Becoz we all are doing this type of question first time. & they had done it already. I really appreciate @asnaseer 's work:D

29. slaaibak

all three equations have a turning point (minimum) at x=2. so you could use that.

30. asnaseer

I can't /see/ how completing the square helps. but I wonder if we can make use of my last result for f(1) to get 3 possible equations to solve.\[144a+12b+c=182\tag{1}\]\[4a+2b+c=2\tag{2}\]and then either:\[a+b+c=3\tag{3a}\]or:\[a+b+c=4\tag{3b}\]

31. Spacelimbus

Does it become a geometric question when they complete the square? |dw:1343584198825:dw|

32. Calcmathlete

They said that once you complete the square, you find that f(x) must have the same vertex as the other two equations and that you just have to solve for a.

33. Spacelimbus

just thinking out loud, thought they might subtract squares then.

34. Spacelimbus

hmm no, that's not what I thought then.

35. Calcmathlete

I don't unserstand how they MUST have the same vertex though...

36. asnaseer

interesting observation @slaaibak - maybe we can use that to get the 3rd equation?

37. asnaseer

yes @Calcmathlete that ties up with @slaaibak's observation

38. slaaibak

if we use f(x) = a(x-b)^2 + k, we can solve. because we have b:2 and k can be found by f(2) = k so it's pretty easy from here

39. maheshmeghwal9

ya so they all have same vertex. as @Calcmathlete 's.............. said:D

40. Calcmathlete

Thin is, I don't understand how they MUST all have the same vertex.

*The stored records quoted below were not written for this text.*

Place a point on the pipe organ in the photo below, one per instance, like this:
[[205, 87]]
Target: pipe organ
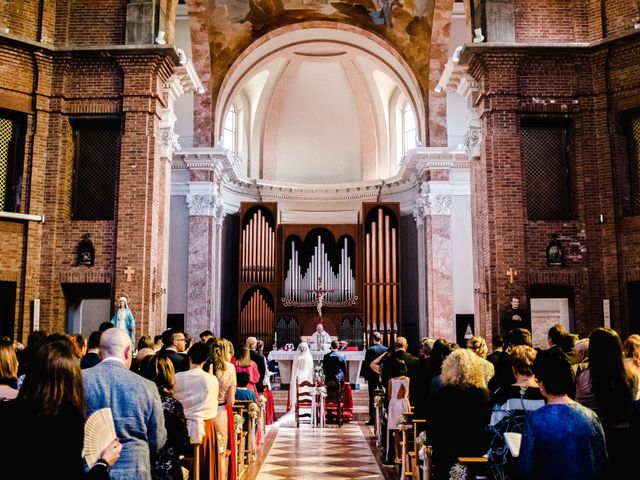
[[299, 283], [382, 289], [256, 314], [257, 271], [282, 265]]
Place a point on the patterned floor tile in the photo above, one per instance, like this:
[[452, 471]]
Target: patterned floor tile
[[312, 453]]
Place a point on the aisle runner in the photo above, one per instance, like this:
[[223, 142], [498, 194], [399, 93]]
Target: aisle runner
[[313, 453]]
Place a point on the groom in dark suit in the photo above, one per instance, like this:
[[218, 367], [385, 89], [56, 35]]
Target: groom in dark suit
[[372, 378], [334, 365], [134, 402]]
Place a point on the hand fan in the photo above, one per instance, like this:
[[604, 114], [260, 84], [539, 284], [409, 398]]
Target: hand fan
[[513, 442], [99, 432]]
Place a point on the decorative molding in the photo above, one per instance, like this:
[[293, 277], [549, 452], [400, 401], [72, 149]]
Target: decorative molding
[[402, 187], [201, 205], [472, 140], [439, 204], [168, 143]]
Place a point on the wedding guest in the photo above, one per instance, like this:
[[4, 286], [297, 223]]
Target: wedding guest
[[145, 341], [165, 464], [174, 343], [243, 392], [479, 346], [632, 358], [8, 371], [198, 390], [133, 400], [398, 403], [562, 440], [270, 408], [34, 341], [608, 388], [49, 409], [92, 357], [225, 371], [245, 364], [259, 360], [510, 407], [372, 378]]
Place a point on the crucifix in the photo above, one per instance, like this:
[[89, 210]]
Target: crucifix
[[128, 272], [320, 294]]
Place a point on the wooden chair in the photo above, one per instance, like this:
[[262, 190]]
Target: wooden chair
[[192, 462], [419, 425], [334, 404], [305, 401]]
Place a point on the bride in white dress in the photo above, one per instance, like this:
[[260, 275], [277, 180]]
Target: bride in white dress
[[302, 369]]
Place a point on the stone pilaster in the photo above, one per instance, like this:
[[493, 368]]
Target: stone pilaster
[[206, 214], [433, 220]]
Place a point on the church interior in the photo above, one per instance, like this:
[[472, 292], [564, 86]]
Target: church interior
[[254, 168]]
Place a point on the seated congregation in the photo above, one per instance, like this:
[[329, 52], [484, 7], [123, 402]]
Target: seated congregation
[[200, 411], [566, 412], [179, 411]]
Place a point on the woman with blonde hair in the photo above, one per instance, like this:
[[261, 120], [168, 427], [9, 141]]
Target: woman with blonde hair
[[245, 364], [8, 371], [224, 370], [459, 412]]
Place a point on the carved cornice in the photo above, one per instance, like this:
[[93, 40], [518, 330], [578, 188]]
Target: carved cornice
[[401, 187]]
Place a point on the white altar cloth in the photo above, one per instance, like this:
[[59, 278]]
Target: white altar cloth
[[285, 358]]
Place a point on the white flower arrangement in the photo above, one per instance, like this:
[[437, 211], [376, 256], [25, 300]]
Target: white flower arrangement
[[238, 421], [459, 472]]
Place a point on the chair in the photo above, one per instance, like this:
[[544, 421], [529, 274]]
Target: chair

Is it because of how the parabolas work when graphed?

41. asnaseer

the LHS and RHS have the same vertex which fixes the vertex of the middle one

42. maheshmeghwal9

no becoz they all have same minimum value at x=2

43. maheshmeghwal9

thus they all have same vertex

44. slaaibak

both have the same turning point. therefore, f(x) can't be decreasing if the other two functions are increasing, because f(2) are the same for all the equations. therefore all of them have a minimum at 2

45. maheshmeghwal9

|dw:1343584535907:dw|

46. maheshmeghwal9

3 parabolas

47. maheshmeghwal9

48. asnaseer

very similar to the fact that x=2 gives the same value for LHS and RHS which fixes the value of f(2)

49. Calcmathlete

Alright. That's really why i didn't understand. I guess since the opposite ends of the compound inequality have the same vertex, it is justified. From there it is easy I guess. \[f(12) = a(x - 2)^2 + 2 \implies a = 1.8\]Then we can just plug in 17? \[f(17) = 1.8(225) + 2 = 405 Is that right?

50. slaaibak

f(2) = 2 f(x) = a(x-2)^2 + k b=2 due to minimum so f(2) = a(2-2)^2 + k = 2 therefore k = 2 now f(12) = 182 so 182 = a(12-2)^2 + 2 182 = 100a + 2 100a = 180 a = 1.8

51. asnaseer

yes @Calcmathlete

52. slaaibak

yeah that's correct

53. Calcmathlete

Alright. Thank you! I wish I could give multiple medals...

54. asnaseer

yw :) and yes, I wish we had Olympic-style medals - Gold/Silver/Bronze :)

55. asnaseer

but then we would have to drug test everyone to make sure they were not cheating! :D

56. Calcmathlete

lol...

57. maheshmeghwal9

Graphs must be there.